Yayınlama: 24 Temmuz 2019 Çarşamba 15:55 Okunma: 2365

Bir “Moda’dır” almış başını gidiyor. Neredeyse ayağı takılıp yolda düşüp ölen, şehit sayılıyor. Oysa, dinsel ve ulvi bir kavram olan şehitlik, Kuran-ı Kerim’de bakın nasıl anlatılıyor? Açıp, bakalım.

      Değerli okurlarım; Bu iktidar döneminde özellikle Doğu ve Güneydoğu Anadolu bölgemizde yaşanan terör olaylarında hayatını kaybedenlerle, başka sebeple de olsa mesela Emniyet mensubu gibi o bölgelerde hayatını kaybedenlere de “Şehit” denmektedir.

      O kadar ki, yaygın olan bu söylem ve niteleme, kamu görevlisi olarak ülkenin neresinde ve ne sebeple olursa olsun hayatını kaybedenler için de söyleniyor. Maddi/manevi ödüle layık bir rütbe olarak görülen bu sıfat, acaba dosdoğru yerini buluyor mu?

     Şehit nedir? Görevde iken hayatını kaybeden her kamu görevlisi şehit midir?

                              ŞEHİTLİK NEDİR? KİME ŞEHİT DENİR?

    Şehitlik, dinsel ve çok yüce bir kavramdır. Allah’ın uygun gördüğü çok yüksek bir rütbedir. Ödülü cennettir. Cennete layık görülenlerle birlikte olmaktır. Peygamberle arkadaş ve dost olmaktır. Ve başka çok kutsal yanları, önemi ve değeri vardır.

    Dinsel bir kavram ve niteleme olduğu cihetle kaynağını Kura’an-ı Kerim’de arıyoruz. Yüce Yaradan Bakara Suresi 154’cü ayetinde; “Allah yolunda öldürülenlere ölüler demeyin. Hayır, onlar diridirler. Ancak, siz sezemezsiniz.”  Derken, yine Al-i İmran Suresi 169’cu ayetinde; “Sakın Allah yolunda öldürülenleri ölmüşler sanma,  onlar hep hayattadırlar. Rablerinin katında yaşarlar, onlar orada rızıklandırılırlar.” Ve nihayet Nisa Suresi  69’cu ayetinde; “Allah’a ve Resule itaat edenler …  Peygamberler ve Şehitlerle beraberdirler.” Diye buyuruyor.

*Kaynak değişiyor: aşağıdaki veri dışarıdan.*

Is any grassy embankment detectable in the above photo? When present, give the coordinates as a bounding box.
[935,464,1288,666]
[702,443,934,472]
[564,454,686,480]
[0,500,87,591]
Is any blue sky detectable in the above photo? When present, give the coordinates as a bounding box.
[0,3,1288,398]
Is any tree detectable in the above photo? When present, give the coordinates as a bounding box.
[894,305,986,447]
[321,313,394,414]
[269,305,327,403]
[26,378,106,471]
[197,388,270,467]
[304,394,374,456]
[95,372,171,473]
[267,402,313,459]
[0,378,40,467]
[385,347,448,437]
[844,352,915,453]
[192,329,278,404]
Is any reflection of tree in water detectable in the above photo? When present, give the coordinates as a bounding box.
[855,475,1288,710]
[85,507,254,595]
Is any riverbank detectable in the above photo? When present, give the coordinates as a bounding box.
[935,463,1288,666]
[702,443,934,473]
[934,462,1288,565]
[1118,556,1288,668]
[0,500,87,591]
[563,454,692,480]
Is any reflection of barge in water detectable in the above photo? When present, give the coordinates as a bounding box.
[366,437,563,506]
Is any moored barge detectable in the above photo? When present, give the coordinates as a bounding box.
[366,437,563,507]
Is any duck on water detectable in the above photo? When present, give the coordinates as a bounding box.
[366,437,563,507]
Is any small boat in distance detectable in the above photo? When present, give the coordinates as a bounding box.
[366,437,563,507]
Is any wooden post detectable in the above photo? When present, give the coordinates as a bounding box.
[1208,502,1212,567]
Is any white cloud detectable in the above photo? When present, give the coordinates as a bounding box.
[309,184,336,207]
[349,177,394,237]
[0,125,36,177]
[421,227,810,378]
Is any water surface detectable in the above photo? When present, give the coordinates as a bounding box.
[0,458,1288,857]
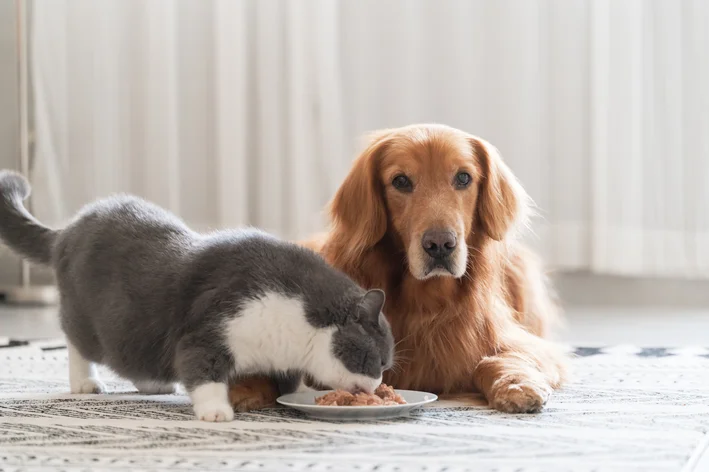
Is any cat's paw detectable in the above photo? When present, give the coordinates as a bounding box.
[229,377,279,412]
[488,376,552,413]
[70,377,106,393]
[133,381,175,395]
[194,401,234,423]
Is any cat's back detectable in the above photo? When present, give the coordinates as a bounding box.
[53,195,198,284]
[187,229,355,314]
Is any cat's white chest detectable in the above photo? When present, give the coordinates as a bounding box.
[227,292,316,374]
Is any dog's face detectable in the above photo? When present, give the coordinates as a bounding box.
[332,125,527,280]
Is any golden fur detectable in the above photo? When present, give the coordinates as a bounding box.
[230,125,565,412]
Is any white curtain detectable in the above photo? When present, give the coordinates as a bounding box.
[32,0,347,237]
[32,0,709,277]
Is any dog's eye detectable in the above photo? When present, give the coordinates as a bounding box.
[455,172,473,188]
[391,174,414,192]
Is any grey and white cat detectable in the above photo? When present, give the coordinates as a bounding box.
[0,171,394,421]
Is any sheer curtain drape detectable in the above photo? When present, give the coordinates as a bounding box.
[32,0,709,277]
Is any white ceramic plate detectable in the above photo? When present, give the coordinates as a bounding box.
[277,390,438,421]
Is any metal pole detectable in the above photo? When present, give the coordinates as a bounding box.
[5,0,58,305]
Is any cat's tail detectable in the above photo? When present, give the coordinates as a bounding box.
[0,170,58,265]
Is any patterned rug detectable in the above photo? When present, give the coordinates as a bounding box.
[0,339,709,472]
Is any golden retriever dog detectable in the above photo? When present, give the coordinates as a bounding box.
[231,125,566,413]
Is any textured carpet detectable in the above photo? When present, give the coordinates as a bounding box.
[0,340,709,472]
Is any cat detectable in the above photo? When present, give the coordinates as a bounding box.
[0,171,394,421]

      Değerli okurlarım; Dikkat buyurulursa şehit olmanın tek şartı, Allah yolunda öldürülmüş olmaktır. Biz onu, “Allah yolunda öldürülenler ve ölenler” olarak da anlayabiliriz, başka bir uğurda ve yolda değil. Böyle anlamak, yanlış değildir.

     Bunun dışında öldürülen ya da ölen kimselere şehit demek, tamamen bir yakıştırma ve avunmadır.

                             BAKIN, DAHA KİMLERE ŞEHİT DENİYOR(MUŞ)?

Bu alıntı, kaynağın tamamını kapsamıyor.